14. The learned counsel for the appellant also placed reliance on another judgment of the Supreme Court – Tulsiram Patel Vs Union of India; (1985) SCC (L&S) 672 their Lordships of the Supreme Court held that only when the Court finds that the order is arbitrary and grossly excessive compared to the gravity of alleged misconduct, only, then will the Court strike down the impugned order.
15. In the case of Union Bank of India Vs Vishwa Mohan; . the Supreme Court observed that in banking business, absolute devotion, diligence, integrity and honesty needs to be preserved by every bank employee. The Court observed that if this is not observed, the confidence of the public/depositors would be impaired.
16. The learned counsel for the appellant submitted that the administration of justice cannot be allowed to be trembled by a feel of mercy particularly in the context of administrative law, where interference by court is relegated to a secondary role. When faith is lost in an employee, particularly in Banking business where public money is involved, mercy has no role to play and reformative approach is totally uncalled for.
17. It is also submitted that the learned Single Judge was not justified in obsrving the facts and circumstances of this case that the administrative authorities should have approached the matter with compassion and particularly when the respondent had realised his mistake and sought an opportunity to reform himself. It was submitted by the learned counsel for the appellant that the approach adopted by the learned Single Judge is neither valid nor legal.

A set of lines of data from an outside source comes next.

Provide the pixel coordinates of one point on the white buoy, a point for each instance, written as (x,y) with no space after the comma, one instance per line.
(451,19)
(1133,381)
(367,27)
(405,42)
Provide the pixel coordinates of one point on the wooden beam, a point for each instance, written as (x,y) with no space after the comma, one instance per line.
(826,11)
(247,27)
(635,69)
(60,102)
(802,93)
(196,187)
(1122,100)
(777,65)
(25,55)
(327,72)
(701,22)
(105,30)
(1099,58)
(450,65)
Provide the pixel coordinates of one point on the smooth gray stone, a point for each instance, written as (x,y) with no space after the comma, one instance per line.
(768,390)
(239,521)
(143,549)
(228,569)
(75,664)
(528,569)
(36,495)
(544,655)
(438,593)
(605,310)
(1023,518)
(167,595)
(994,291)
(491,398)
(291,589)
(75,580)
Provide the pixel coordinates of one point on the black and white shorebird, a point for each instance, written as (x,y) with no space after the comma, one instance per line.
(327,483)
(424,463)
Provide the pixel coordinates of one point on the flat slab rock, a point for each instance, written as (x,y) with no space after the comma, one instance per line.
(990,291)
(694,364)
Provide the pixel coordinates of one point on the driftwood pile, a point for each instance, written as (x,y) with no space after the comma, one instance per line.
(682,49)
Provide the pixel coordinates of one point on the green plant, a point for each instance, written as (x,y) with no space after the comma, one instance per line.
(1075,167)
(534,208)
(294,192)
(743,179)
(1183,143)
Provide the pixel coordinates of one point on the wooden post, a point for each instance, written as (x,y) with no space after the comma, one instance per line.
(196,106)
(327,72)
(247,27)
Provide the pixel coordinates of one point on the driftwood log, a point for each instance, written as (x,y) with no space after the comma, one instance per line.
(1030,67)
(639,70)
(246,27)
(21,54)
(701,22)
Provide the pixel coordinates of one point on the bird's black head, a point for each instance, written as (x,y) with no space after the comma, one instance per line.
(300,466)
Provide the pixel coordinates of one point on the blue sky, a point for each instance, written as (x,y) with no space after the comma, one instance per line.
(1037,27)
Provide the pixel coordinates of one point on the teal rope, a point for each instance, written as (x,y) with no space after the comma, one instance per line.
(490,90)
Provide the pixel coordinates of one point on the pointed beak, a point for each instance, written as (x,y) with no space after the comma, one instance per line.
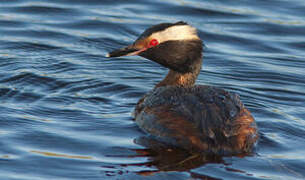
(130,50)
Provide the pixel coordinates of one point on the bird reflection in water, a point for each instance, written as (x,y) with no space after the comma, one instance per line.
(163,158)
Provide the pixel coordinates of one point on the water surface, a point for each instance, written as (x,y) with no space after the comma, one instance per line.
(65,110)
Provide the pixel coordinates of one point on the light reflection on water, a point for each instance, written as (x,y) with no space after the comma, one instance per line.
(66,110)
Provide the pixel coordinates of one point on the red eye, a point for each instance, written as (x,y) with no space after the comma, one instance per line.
(153,42)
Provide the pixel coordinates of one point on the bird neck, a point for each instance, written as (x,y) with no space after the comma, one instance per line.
(174,78)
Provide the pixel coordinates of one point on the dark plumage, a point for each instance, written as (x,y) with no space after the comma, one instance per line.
(176,112)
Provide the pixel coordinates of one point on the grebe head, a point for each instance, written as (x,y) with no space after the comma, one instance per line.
(173,45)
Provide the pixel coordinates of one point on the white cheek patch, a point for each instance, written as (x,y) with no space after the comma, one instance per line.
(180,32)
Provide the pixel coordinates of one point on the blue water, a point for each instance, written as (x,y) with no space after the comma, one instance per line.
(65,109)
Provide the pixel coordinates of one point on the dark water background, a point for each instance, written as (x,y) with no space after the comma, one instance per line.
(65,109)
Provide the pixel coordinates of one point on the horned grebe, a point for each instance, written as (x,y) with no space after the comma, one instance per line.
(196,118)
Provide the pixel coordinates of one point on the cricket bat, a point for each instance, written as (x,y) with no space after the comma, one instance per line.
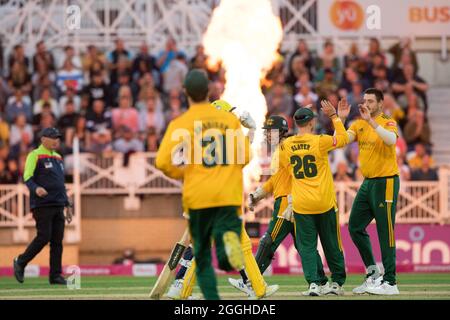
(168,273)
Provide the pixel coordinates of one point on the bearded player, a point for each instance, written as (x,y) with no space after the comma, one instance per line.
(281,224)
(376,134)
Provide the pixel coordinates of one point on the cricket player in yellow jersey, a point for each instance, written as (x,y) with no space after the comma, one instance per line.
(281,224)
(313,197)
(257,288)
(376,134)
(215,152)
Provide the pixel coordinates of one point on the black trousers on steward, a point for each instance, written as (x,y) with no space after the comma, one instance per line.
(50,223)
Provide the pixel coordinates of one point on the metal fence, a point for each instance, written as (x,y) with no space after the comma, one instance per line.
(418,202)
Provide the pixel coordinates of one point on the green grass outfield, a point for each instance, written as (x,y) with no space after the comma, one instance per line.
(412,286)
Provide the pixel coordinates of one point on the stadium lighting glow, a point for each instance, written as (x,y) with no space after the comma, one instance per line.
(244,35)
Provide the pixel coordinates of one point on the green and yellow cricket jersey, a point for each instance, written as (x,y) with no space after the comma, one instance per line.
(306,156)
(377,159)
(213,175)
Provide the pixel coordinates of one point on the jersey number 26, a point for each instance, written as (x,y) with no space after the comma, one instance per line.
(308,163)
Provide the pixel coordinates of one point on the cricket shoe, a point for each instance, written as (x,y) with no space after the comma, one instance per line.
(313,290)
(19,271)
(368,283)
(175,290)
(333,288)
(241,286)
(270,290)
(384,289)
(233,250)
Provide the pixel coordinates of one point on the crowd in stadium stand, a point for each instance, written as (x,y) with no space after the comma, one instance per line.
(120,101)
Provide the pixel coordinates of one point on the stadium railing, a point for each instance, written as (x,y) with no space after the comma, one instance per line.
(419,201)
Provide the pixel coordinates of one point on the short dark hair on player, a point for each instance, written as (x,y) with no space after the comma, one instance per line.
(378,93)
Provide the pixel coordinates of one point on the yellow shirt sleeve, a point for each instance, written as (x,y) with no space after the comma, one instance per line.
(164,156)
(340,139)
(268,185)
(354,129)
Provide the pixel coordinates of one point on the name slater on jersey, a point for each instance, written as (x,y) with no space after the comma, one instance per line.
(300,146)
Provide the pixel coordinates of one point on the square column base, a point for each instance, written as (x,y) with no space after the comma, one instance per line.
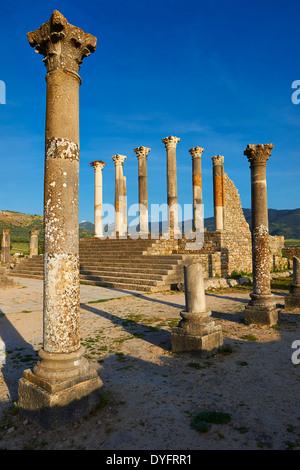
(263,315)
(203,345)
(55,406)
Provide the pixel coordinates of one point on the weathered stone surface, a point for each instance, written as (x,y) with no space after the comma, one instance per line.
(62,385)
(196,332)
(292,300)
(98,166)
(171,144)
(262,307)
(142,153)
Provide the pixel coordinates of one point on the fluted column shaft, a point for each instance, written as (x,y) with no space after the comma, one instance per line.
(98,167)
(196,153)
(142,153)
(262,307)
(119,194)
(170,144)
(219,191)
(34,243)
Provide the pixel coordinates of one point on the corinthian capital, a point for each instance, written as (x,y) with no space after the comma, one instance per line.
(118,159)
(170,142)
(98,164)
(63,45)
(141,151)
(218,160)
(258,154)
(196,152)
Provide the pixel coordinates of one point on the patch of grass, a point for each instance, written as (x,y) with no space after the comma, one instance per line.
(249,337)
(202,421)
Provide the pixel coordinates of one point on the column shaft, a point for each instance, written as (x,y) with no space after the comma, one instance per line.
(219,196)
(262,307)
(170,144)
(142,153)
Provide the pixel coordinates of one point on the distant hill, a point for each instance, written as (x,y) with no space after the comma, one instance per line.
(284,222)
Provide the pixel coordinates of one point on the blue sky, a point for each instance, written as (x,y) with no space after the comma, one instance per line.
(217,74)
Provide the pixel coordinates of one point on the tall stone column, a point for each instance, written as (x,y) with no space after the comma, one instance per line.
(292,300)
(98,166)
(34,243)
(5,246)
(262,307)
(119,219)
(62,386)
(170,144)
(196,332)
(196,153)
(142,153)
(219,191)
(124,205)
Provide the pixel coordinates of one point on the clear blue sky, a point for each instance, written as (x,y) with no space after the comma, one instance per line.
(217,74)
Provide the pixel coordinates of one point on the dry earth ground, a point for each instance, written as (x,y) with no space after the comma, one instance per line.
(151,395)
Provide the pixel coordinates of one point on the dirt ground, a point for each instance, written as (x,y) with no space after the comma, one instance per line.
(151,395)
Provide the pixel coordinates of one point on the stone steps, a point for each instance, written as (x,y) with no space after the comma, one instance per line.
(118,264)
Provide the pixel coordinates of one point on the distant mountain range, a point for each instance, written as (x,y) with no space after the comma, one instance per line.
(284,222)
(281,222)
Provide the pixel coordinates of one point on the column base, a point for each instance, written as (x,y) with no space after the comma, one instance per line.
(261,309)
(55,402)
(197,335)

18. The learned counsel for the appellant also submitted that if a judicial review of administrative orders in disciplinary proceedings is accepted, it would be a very easy walk for those, who were outright found guilty of gross misconduct, to get away with inadequate and disproportionate punishment by exhibiting compassion and a kind of sense of remorse.
19. We have carefully considered the entire material on record particularly the Inquiry Report, the decision of Disciplinary Authority and the order of the Appellate Authority. In the facts and circumstances of this case, in our considered opinion it cannot be said that the decision arrived at by the Disciplinary Authority and confirmed by the Appellate Authority was wholly disproportionate, absurd, arbitrary or whimsical.

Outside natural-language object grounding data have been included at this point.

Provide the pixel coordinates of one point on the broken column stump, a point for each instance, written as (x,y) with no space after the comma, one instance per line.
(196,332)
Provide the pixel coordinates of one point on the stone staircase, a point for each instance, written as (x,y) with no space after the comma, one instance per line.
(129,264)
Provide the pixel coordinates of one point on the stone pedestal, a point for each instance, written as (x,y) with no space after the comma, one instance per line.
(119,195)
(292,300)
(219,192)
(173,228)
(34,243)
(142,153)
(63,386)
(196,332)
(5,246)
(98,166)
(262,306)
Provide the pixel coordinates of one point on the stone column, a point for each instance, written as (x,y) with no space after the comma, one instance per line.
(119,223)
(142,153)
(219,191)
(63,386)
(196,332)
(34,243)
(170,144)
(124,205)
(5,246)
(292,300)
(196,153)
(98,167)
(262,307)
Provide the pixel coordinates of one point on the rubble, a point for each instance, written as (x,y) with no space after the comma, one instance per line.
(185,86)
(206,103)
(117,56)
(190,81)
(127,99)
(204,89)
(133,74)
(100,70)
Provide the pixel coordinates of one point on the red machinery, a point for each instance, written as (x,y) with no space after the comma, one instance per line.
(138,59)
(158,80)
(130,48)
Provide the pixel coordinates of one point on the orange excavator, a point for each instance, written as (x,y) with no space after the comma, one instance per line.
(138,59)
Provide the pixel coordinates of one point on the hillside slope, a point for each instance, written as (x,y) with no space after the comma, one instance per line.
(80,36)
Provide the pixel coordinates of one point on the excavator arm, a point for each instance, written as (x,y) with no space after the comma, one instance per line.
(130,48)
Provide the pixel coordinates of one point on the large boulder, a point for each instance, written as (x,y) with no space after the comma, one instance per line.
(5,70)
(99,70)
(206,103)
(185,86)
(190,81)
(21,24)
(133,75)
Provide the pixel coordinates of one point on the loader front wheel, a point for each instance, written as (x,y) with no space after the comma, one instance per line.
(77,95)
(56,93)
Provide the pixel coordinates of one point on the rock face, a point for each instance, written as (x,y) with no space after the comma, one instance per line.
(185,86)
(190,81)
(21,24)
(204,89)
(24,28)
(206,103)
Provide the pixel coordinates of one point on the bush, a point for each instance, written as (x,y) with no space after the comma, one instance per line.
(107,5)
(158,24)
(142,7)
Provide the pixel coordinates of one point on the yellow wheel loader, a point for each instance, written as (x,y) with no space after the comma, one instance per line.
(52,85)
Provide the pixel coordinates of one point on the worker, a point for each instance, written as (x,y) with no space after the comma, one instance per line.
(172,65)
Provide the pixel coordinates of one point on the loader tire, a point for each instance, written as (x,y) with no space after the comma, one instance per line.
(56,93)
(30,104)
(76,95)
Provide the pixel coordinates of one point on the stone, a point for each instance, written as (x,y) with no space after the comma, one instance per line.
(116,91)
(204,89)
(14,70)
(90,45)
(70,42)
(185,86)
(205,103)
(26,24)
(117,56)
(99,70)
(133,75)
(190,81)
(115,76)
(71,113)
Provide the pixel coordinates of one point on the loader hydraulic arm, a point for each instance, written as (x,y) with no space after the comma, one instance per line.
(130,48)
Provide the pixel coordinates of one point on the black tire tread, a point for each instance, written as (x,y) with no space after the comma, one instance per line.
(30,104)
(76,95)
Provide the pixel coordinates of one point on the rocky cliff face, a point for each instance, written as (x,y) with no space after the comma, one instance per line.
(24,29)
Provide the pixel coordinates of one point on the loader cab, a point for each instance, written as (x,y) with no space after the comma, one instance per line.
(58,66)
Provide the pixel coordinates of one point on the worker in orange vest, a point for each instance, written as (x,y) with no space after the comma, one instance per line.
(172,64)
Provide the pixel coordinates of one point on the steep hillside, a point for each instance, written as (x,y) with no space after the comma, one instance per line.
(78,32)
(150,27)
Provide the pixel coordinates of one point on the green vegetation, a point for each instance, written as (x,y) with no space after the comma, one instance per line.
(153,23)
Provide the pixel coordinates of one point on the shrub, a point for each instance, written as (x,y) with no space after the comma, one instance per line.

20. It may be pertinent to mention that the learned Single Judge has not disturbed the findings of the Disciplinary Authority and confirmed by the Appellate Authority but directed the concerned Authority but directed the concerned Authority to consider the question of imposition of punishment. Therefore, the directions as given by the learned Single Judge to reconsider the question of imposition of punishment was not justified, in the facts and circumstances of the case.

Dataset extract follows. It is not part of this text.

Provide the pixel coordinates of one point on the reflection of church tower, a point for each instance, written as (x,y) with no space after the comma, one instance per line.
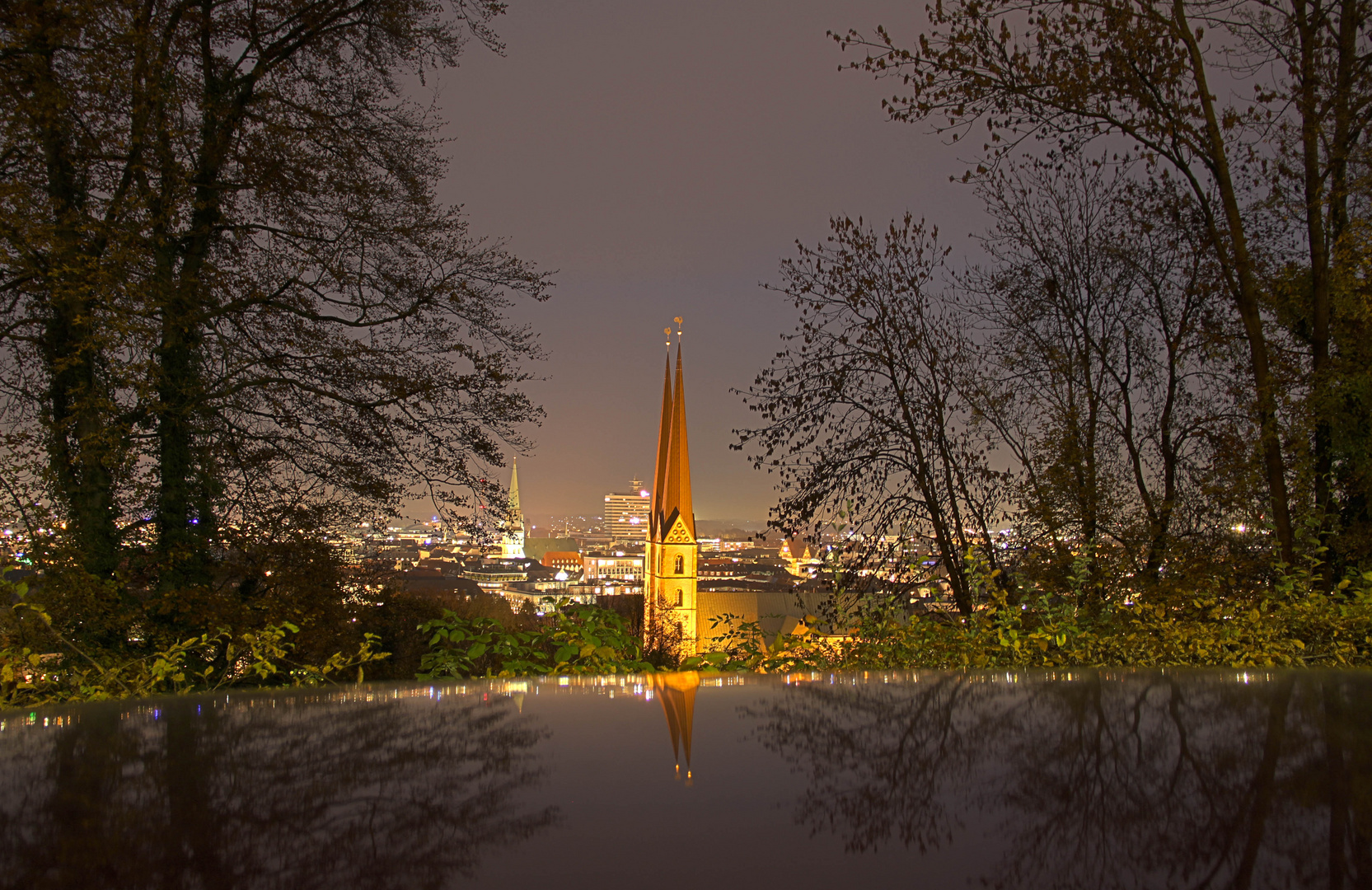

21. In banking business, absolute devotion, diligence, integrity and honesty have to be preserved by every bank employee otherwise confidence of the public and the depositors would be shaken. The scope of the judicial review of the administrative order is extremely limited. The Courts are justified in disturbing the administrative order only when the punishment awarded was an outrageous defiance of logic and was shocking and it is perverse and irrational. This case cannot be brought into the category of those cases where the punishment imposed by the Disciplinary Authority or and confirmed by the Appellate Authority can shock the conscience of the Court. As a matter of fact in the facts and circumstances, no other punishment would have been adequate, where the respondent totally failed to maintain absolute integrity and honesty in discharge of his duties as a bank employee.
22. In view of the settled principles of law as crystallised by the various aforementioned decisions of the Apex Court, with great respect to the learned Single Judge, the impugned judgment cannot be sustained.
23. Consequently, the appeal is allowed but in the facts and circumstances, the parties are directed to bear their own costs.